Ce qui est vrai pour l’urgence l’est d’autant plus en temps ordinaires. Cette crise a mis en exergue le besoin de voir la puissance publique prendre ou reprendre la main sur des champs qu’elle avait abandonnés. Nous devons partout faire grandir la démocratie, pour que les orientations économiques ne s’imposent pas à la volonté démocratique, à l’intérêt général, au bien commun.
La démocratie sanitaire, la démocratie sociale sont des dimensions incontournables de cette dynamique cruciale.
 

Relancer la solidarité internationale


 
Peut-on imaginer une réponse solide qui ne naisse pas d’une solidarité et d’une coopération internationales décuplées, alors que les institutions internationales sont profondément affaiblies. Nous sommes liés. Liés face au défi de la planète, liés face au défi de la santé, comme nous le sommes aussi dans un autre registre face au défi du terrorisme : liés face à notre destin d’humanité.
Il faut donc réinvestir dans les institutions pour les transformer et redéfinir leurs ambitions avec l’objectif de leur permettre de jouer un rôle accru face aux défis communs en cherchant les voies d’une solidarité concrète à la hauteur des enjeux.
 

Retrouver du sens pour une nouvelle dynamique de civilisation


 
L’épidémie peut avoir des effets contraires sur les relations sociales.
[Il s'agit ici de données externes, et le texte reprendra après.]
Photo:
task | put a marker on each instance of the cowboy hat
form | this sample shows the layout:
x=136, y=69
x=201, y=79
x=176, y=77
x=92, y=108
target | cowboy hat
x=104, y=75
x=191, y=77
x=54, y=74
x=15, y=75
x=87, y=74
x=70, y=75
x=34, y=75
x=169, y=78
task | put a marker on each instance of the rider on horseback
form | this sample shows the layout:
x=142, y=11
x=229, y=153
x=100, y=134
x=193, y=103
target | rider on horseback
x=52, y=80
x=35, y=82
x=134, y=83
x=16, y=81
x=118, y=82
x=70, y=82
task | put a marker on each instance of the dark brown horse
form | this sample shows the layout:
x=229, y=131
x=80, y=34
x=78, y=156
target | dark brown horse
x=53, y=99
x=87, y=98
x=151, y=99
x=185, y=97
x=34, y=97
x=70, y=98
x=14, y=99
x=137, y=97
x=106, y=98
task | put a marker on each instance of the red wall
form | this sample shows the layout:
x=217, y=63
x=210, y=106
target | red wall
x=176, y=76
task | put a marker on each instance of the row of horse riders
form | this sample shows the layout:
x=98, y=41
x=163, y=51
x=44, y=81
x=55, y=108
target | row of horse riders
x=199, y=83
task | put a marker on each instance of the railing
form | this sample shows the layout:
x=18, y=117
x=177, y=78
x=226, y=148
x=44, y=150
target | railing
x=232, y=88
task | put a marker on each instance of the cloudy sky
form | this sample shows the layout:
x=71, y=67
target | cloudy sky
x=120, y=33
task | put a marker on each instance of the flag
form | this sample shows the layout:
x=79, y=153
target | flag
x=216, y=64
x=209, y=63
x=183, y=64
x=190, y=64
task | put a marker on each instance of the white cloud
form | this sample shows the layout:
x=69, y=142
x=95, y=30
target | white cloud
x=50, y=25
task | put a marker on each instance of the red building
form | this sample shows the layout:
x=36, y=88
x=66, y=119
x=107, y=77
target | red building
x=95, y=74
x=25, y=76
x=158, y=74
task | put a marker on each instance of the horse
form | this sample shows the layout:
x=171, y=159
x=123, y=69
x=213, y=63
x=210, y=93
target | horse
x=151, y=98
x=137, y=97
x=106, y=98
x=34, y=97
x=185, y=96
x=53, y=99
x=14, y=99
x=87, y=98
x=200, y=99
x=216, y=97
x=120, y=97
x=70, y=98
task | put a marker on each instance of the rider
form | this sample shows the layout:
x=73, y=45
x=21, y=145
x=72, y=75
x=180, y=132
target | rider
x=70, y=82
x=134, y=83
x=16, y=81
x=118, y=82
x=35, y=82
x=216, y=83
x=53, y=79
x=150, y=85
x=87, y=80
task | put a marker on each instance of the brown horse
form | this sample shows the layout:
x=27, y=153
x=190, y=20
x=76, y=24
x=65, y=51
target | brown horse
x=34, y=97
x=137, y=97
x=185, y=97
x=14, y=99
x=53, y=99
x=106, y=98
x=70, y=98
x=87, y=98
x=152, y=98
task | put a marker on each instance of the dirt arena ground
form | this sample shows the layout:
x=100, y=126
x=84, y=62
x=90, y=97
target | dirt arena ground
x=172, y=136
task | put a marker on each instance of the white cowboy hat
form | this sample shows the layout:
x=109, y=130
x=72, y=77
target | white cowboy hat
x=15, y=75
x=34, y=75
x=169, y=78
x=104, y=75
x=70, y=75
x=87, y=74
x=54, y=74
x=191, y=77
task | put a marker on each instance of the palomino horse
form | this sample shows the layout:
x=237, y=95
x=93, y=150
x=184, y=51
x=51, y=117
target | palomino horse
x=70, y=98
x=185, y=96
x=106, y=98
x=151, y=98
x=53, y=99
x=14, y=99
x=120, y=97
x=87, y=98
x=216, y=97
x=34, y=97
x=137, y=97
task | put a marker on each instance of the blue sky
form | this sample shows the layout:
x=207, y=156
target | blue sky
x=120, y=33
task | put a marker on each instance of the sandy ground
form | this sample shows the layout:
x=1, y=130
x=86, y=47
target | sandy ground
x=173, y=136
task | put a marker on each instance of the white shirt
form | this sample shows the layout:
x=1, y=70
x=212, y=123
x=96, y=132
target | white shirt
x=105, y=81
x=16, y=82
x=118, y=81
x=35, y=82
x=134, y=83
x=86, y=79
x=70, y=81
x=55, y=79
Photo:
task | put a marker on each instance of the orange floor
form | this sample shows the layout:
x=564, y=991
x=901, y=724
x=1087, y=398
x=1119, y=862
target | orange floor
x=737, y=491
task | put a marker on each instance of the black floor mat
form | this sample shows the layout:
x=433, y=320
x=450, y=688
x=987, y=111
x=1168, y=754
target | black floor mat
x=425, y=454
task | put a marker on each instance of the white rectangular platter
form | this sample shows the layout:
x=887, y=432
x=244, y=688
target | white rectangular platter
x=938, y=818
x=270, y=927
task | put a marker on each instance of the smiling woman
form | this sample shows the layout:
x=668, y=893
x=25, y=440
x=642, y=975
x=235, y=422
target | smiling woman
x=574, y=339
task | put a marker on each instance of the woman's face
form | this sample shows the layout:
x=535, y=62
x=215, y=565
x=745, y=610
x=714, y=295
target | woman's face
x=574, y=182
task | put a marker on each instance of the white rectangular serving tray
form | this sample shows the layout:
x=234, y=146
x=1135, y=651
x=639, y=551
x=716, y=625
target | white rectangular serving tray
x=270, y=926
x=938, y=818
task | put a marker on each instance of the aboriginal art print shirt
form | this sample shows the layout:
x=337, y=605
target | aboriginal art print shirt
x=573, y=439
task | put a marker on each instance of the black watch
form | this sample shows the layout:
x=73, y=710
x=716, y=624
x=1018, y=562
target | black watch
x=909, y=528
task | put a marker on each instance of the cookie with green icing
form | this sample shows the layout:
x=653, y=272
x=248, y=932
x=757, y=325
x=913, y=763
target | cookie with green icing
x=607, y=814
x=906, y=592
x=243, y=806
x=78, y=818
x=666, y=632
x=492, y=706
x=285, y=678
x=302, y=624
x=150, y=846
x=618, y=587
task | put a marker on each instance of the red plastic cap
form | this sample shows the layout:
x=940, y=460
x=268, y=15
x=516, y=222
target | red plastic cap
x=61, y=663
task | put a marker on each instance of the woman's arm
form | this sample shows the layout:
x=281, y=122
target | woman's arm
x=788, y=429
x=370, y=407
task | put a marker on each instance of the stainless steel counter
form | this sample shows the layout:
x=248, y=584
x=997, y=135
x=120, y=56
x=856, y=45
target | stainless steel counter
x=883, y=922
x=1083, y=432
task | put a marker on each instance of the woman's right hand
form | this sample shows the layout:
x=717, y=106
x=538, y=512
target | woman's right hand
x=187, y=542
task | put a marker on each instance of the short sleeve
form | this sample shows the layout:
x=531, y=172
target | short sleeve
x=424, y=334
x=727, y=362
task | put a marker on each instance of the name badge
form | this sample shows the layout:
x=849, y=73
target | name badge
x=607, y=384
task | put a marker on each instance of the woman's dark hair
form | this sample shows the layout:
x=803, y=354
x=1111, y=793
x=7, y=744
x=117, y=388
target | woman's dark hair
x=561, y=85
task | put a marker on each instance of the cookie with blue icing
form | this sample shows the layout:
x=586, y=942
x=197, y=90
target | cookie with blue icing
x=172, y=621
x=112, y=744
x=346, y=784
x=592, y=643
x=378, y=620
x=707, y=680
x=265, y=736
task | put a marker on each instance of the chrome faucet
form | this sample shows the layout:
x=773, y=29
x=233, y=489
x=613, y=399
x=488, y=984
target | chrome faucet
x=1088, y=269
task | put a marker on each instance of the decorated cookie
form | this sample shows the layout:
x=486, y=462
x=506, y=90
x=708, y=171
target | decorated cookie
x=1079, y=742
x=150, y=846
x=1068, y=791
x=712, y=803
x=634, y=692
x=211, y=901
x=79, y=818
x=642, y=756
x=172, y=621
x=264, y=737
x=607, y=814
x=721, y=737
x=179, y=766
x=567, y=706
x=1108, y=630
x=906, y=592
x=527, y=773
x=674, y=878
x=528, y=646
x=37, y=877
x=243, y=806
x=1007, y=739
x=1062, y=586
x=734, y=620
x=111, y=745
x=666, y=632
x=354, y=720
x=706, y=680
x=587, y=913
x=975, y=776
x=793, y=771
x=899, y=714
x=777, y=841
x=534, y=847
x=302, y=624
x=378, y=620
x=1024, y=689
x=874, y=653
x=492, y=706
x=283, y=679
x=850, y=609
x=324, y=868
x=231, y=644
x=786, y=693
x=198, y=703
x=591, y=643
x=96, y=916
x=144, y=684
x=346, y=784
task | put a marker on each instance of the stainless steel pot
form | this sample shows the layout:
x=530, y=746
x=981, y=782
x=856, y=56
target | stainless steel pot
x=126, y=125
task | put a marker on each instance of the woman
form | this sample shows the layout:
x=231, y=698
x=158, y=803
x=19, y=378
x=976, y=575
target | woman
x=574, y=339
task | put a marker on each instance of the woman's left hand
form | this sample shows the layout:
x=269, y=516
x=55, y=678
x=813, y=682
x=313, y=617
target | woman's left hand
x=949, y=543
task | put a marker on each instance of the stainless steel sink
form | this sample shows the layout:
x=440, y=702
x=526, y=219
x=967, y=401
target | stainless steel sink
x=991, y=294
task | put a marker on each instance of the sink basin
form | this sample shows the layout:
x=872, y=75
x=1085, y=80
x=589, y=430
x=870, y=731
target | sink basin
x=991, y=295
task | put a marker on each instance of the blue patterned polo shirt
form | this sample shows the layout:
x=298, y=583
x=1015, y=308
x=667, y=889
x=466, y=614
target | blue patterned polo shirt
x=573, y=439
Elle peut attiser le repli, la méfiance, la peur, la dépression. Elle peut aussi décupler la solidarité, l’attention, la combativité, la prise de conscience. Dans l’immédiat, elle modifie nos relations sociales et nos activités humaines. Les précautions sont salutaires pour peu qu’elles ne tournent pas à la névrose. Nous devons être vigilants à ce qu’elles ne viennent pas neutraliser tout ce qui nous rapproche et nous lie.
Cette occasion dramatique, qui met en lumière les transformations sociales indispensables, doit provoquer un sursaut d’humanité : prendre soin de l’humain. Elle doit nourrir nos rêves d’un monde meilleur, nous donner de la force pour affronter le défi de l’humain et de la planète.
Pour le communiste que je suis elle renforce la conviction que l’organisation capitaliste du monde est inadaptée, contraire au bien humain. Elle renforce l’urgence de construire une dynamique de gauche pour engager une nouvelle étape de progrès de civilisation, en France, en Europe et dans le monde. Rien de tout cela n’évitera le surgissement de virus, mais c’est ainsi nous serons plus forts pour leur faire face, ensemble, aujourd’hui et demain.
 
 
Pierre Dharréville,
Martigues, le 12 mars 2020.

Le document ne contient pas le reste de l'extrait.